Not that cranky.

Thursday, June 18th, 2020

My brother and I had an…errand to do, let’s leave it at that, that involved speeding up to Northeast Ohio (where my Father grew up) and back again. I noticed that it would be less than 8 miles out of our way if we stopped by Salem, Ohio, a lovely small town with an interesting history not far from the (once?) very industrial Youngstown, Ohio.

Created by Jamie Berger, crankypressman.com

[I just noticed that when you grow up in Columbus, Ohio (as I did) you tend to stick the ‘Ohio’ onto every mention of a town. There are other Salems. There are other Columbii. There are even other Youngstowns!]

I wanted to zip into Salem because I follow a handful of typographers, designers, and letterpress experts on the Instagram and a few days ago I came across a fine representation (shown at right) of an important sentiment in these troubled times. Wood type. Printed on an old press. The hashtag character hand-carved out of wood. An assertion of equality, protest, and change in three words, and somehow all the more powerful pulled off a press by hand from the last century.

It was beautiful. And I thought maybe I could persuade them to sell me one.

So I called up the Cranky Pressman people and asked if we could stop by.

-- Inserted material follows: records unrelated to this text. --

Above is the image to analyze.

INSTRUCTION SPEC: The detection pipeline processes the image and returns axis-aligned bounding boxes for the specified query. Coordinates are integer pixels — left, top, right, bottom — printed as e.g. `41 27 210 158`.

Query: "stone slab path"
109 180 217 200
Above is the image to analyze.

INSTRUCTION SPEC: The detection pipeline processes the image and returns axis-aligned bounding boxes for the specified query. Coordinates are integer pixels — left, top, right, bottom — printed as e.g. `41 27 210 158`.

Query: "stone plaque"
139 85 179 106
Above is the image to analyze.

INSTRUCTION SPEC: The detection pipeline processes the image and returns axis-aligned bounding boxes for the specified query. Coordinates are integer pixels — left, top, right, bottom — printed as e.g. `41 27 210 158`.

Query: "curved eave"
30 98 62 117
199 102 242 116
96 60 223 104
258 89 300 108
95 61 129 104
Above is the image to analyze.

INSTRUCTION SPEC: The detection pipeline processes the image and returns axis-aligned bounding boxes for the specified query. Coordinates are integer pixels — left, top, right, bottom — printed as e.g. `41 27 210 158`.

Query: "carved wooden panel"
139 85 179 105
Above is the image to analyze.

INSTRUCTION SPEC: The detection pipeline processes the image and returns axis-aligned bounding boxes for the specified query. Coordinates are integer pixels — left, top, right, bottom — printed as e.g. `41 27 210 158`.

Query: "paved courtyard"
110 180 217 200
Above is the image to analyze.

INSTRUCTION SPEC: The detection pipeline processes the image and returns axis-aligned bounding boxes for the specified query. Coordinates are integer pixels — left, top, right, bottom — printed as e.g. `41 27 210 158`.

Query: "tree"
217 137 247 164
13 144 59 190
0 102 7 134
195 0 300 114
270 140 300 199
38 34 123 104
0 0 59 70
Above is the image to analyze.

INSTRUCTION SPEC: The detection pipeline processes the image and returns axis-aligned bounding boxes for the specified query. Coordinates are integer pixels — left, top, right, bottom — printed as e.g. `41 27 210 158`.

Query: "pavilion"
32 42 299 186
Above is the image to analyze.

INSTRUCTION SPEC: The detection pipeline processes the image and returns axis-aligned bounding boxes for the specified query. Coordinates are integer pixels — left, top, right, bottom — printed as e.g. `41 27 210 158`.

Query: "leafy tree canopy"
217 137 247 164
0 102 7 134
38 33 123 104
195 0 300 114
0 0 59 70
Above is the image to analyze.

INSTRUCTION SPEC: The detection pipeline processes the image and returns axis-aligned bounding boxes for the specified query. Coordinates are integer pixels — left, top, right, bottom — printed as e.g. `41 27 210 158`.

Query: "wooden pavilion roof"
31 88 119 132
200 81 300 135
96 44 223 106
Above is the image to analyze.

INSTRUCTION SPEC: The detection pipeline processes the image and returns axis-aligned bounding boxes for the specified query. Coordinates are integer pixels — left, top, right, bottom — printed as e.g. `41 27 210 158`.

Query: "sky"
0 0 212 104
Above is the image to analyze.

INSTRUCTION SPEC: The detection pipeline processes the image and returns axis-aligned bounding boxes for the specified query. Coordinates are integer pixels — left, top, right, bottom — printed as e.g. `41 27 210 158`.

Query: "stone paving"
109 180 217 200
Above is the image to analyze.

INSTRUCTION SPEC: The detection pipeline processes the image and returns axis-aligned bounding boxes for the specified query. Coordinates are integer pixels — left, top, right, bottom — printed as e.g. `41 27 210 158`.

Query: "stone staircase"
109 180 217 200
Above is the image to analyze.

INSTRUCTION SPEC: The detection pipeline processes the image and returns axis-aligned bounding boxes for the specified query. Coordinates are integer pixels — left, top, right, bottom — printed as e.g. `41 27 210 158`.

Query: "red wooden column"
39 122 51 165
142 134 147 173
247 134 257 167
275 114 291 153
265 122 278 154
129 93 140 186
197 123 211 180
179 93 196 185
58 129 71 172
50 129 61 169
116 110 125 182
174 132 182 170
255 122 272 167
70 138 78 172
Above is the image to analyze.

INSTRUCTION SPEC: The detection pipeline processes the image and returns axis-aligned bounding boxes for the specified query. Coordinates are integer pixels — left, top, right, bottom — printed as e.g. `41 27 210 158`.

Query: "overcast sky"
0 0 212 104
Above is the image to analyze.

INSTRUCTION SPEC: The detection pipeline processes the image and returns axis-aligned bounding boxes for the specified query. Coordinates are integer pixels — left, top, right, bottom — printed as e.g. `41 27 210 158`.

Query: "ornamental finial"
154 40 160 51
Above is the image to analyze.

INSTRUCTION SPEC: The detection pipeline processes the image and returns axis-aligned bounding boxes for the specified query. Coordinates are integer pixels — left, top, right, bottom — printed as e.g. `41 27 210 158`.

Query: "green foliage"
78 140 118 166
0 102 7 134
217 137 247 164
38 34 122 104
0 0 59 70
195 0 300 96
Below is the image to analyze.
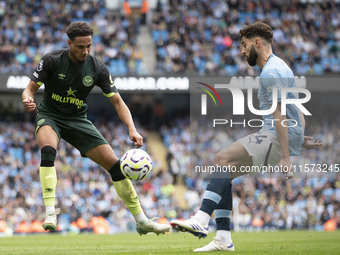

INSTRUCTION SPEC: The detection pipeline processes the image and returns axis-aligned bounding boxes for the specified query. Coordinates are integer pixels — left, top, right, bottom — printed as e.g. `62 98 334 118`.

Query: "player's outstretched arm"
21 80 39 112
109 93 143 148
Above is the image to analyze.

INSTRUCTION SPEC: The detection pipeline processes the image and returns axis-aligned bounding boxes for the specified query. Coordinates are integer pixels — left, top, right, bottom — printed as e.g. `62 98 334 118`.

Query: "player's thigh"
61 118 117 169
215 141 252 168
239 132 281 167
85 144 118 170
35 114 60 149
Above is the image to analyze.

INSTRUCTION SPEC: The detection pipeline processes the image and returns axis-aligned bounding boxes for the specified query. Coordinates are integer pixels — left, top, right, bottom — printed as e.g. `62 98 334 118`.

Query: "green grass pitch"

Quick visit! They cheerfully agreed.

And by ‘they’ I mean two brothers, collaborators in a letterpress business. Brother Keith Berger is a purveyor of fine commercial printing in letterpress, along with all the similar technologies that printshops made possible and precisely practical over the past century or so: die-cutting, stamping, foil, and of course all that odd cutting, stitching and binding that turns a sheet of press paper into a viable thing.

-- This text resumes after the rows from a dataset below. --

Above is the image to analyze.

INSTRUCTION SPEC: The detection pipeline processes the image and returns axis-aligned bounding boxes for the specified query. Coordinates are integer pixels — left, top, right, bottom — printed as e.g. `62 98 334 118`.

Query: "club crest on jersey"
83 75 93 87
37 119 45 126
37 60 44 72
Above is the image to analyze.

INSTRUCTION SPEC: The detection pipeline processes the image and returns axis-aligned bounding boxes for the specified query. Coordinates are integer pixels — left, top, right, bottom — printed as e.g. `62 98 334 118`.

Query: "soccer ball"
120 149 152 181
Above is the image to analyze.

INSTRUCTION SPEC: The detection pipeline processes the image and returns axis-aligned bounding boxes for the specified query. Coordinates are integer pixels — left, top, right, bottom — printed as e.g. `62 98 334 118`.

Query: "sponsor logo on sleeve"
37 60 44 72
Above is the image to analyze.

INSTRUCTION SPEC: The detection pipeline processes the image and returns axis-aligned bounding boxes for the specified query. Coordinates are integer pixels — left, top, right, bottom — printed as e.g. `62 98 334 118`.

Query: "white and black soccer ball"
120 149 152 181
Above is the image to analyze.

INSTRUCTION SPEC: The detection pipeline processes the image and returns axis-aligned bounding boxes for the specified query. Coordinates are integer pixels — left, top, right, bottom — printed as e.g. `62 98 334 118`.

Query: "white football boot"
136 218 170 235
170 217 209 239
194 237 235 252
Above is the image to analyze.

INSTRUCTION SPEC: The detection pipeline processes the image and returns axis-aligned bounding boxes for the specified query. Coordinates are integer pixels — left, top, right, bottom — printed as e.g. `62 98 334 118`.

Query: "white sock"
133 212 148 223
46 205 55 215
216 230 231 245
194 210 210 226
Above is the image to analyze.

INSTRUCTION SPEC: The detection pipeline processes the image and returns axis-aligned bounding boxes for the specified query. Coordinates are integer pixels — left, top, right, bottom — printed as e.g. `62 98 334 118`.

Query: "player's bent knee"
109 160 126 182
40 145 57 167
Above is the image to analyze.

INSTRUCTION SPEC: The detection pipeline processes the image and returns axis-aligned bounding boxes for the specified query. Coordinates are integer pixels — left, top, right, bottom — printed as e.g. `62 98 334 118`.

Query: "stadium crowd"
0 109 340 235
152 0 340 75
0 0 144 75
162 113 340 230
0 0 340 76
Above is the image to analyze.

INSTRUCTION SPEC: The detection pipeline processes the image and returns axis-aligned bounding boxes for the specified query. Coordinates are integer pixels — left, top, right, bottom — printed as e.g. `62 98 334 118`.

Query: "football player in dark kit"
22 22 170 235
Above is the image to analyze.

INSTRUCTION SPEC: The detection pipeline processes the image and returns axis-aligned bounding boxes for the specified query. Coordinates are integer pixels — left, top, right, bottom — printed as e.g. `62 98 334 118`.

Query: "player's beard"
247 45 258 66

We talked to Keith on the phone, but we met Jamie (and the shop cat) at their shop late in the day, in a quick, masked, appropriately socially-distanced visit. What a cool place.

Keith’s brother Jamie Berger is more of a fine-arts designer, a designer and creator of what he calls “frivolous artistic printing”. We call it beautiful presswork. He showed us around cases of wood and metal type, presses, inks, fine-carved cuts, rollers, brayers, quoins, and can you tell I really don’t know what I’m talking about here?

We saw the results of his creative projects on the wall, and they hit all the buttons for me—great type, use of color, subtle humor, and celebration of the medium itself.

We talked about the challenges of doing the work you want to do while keeping the lights on and all the parts of a very complex process going. I found myself thinking that the television design stuff I do or did has gone from very analog, equipment-intensive, and finicky to something the iMac in their corner office can render out—in the right hands.

We talked about the pleasure (and the challenges!) of doing personal work that has rewards beyond a paycheck.

Their collective persona of a “cranky old guy” is, of course, an affectation. We found both to be personable and passionate about the work. And Jamie, at least, is younger than I am, so that either tells you something about them or me.

Spotted on their layout table, an important exhortation for the months ahead.